After the verification has been approved (best of worlds) we can then commit our changes to the device (with the possibility of doing a rollback since that configuration file is created automatically for us)

And finally we have done this without needing to resort to using conditional logic in order for us to target different vendor products since that necessity has been abstracted away for us by the NAPALM developers.

1.5 NAPALM Replace

Setting up our environment

We start with making sure our files and folders are setup correctly in our working directory.

napalm_replace/  
├── CFGS
│   ├── nxos1.txt
│   ├── pynet-rtr1.txt
│   ├── pynet-sw5.txt
│   └── srx1.txt
├── DIFFS
├── group_vars
│   ├── arista.yml
│   ├── cisco.yml
│   ├── juniper.yml
│   └── nxos.yml
└── napalm_replace.yml

In the previous section pertaining the NAPALM Merge method we were staging our merges with pieces of configuration, for the replace method we are using full configurations that we are replacing. To extract the full configurations do not simply copy the configuration from show commands, use SCP and grab it off the device.

Adding juniper.yml to our group_vars

We expand upon our group_vars and create a juniper.yml file containing:

---
creds:  
  hostname: "{{ ansible_host }}"
  username: "{{ username }}"
  password: "{{ password }}"
  dev_os: "junos"
  optional_args: {}

Setting up the playbook

---
- name: NAPALM REPLACE METHOD
  hosts: pynet-rtr1
  tasks:
    - napalm_install_config:
        provider: "{{ creds }}"
        config_file: "CFGS/{{ inventory_hostname }}.txt"
        commit_changes: False
        replace_config: True
        diff_file: "DIFFS/{{ inventory_hostname }}.txt"

Since we are just handling full configurations we simply call upon them by inventory_hostname variable and append .txt to it.
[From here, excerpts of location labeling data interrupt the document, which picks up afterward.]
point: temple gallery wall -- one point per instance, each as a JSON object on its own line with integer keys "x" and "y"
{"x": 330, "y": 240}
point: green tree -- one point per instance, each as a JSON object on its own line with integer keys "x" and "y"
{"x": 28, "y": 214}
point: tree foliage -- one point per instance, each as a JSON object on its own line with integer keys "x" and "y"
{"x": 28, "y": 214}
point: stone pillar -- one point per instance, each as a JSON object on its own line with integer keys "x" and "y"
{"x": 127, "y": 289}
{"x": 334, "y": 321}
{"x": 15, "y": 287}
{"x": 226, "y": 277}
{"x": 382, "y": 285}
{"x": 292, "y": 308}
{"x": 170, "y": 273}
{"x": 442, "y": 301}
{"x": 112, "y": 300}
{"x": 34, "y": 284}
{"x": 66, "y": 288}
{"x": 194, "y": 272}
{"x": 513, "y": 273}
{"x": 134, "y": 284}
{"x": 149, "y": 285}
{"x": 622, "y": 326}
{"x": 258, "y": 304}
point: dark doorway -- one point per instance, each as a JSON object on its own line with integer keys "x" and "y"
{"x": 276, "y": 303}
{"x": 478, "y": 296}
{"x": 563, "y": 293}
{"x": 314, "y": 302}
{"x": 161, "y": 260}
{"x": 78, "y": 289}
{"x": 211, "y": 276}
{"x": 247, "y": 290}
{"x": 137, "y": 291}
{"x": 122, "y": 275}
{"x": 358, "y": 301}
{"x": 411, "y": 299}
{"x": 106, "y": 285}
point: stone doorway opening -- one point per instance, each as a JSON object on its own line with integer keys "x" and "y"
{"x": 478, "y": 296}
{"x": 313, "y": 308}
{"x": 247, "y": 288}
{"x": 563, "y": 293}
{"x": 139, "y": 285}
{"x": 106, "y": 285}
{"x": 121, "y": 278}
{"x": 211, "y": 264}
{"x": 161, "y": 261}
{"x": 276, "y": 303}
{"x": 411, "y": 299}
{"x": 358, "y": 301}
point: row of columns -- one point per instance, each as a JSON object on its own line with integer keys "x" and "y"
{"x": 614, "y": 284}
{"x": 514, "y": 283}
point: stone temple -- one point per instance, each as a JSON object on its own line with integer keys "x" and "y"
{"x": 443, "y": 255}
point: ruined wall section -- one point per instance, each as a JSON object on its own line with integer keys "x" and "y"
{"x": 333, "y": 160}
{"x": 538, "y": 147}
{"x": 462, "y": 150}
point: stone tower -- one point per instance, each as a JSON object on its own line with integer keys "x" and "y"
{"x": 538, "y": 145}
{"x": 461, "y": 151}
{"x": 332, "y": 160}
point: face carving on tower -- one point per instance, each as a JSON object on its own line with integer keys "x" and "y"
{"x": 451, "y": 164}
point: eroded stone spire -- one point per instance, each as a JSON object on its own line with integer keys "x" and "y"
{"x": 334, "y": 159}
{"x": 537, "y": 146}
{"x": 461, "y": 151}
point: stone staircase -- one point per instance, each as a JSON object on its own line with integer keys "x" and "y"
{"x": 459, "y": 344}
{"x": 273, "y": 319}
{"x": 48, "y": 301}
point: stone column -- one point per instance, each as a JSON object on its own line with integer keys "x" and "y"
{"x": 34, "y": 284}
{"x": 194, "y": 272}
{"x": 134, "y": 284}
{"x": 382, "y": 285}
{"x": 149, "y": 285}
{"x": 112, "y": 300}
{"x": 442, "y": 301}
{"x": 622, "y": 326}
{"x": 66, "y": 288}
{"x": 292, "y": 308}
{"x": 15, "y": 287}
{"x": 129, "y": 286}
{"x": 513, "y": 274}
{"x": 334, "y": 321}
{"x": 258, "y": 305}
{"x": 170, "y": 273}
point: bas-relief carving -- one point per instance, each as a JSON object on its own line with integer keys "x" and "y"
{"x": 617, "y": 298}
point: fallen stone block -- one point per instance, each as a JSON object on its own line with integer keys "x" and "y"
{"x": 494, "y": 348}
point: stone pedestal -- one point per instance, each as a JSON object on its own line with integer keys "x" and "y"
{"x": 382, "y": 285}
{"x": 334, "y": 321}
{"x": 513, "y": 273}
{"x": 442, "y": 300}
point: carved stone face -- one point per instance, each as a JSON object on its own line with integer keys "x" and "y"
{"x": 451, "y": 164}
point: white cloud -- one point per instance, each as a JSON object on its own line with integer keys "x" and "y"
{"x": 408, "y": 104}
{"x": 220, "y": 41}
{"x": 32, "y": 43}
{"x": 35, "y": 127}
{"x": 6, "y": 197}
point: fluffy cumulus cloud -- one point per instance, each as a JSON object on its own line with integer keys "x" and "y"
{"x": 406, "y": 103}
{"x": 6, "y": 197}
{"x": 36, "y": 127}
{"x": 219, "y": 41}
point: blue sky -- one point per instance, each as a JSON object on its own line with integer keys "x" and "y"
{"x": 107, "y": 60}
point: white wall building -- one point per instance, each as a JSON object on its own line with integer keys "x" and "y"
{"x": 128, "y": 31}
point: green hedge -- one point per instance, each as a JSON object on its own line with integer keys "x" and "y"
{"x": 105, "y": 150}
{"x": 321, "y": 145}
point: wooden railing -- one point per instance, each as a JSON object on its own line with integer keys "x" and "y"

We are not commiting changes at this stage, hence commit_changes set to False, also the replace_config: key has been set to true since this deals with NAPALM replace method.

Test run (Generating some diffs)

$ ansible-playbook napalm_replace.yml -vvv

Ok, we can see that NAPALM picked up on some stuff that needs to be changed.

$ tree DIFFS -s
DIFFS
├── [        485]  nxos1.txt
├── [        558]  pynet-rtr1.txt
├── [        914]  pynet-sw5.txt
└── [         83]  srx1.txt

Let's look at an example of what these diffs can contain:

cat DIFFS/nxos1.txt
no interface loopback0
interface Ethernet2/3
  no ip address 10.99.99.1/24
  exit
interface Ethernet2/2
  no ip address 10.10.100.1/24
  exit
interface Ethernet2/1
  no ipv6 address 2001::db8:1:200c:1/64
  no ip address 10.10.10.1/24
  exit
no vlan 304
no vlan 303
no vlan 302
no vlan 301
no vlan 300

The above section is what what needs to be performed in order for the configuration of nxos1 to be compliant with what we say (via CFGS/nxos1.txt) the configuration should look like.

So we now have quite excellent materials to bring to our lab change control meeting discussions instead of someone just saying "I am gonna be doing some stuff with the network come this weekend", (this change was approved by the way...).

Running our playbook with COMMIT set to TRUE

We change commit_changes: to True and execute our playbook again:

And since we're big fans of idempotence we run it again:

Look at the filesizes on thos DIFF files!

tree DIFFS -s
DIFFS
├── [          0]  nxos1.txt
├── [          0]  pynet-rtr1.txt
├── [          0]  pynet-sw5.txt
└── [          0]  srx1.txt

We're still a long way from turning this lab into skynet, but let's just be happy that the idempotent behaviour of NAPALM makes repeated runs create predictable returns. No configuration was messed up, nothing that shouldn't happen, happened.

These configuration replacements used different transport protocols in order to achieve the state we specified, we just used NXAPI, eAPI, NETCONF and SSH to accomplish these configuration operations.

Could we just debunk the myth that network engineers will be unemployable if they don't learn code? It would seem choosing a tool and being able to read YAML can get us quite a long way in the world of network automation and still be rather employable.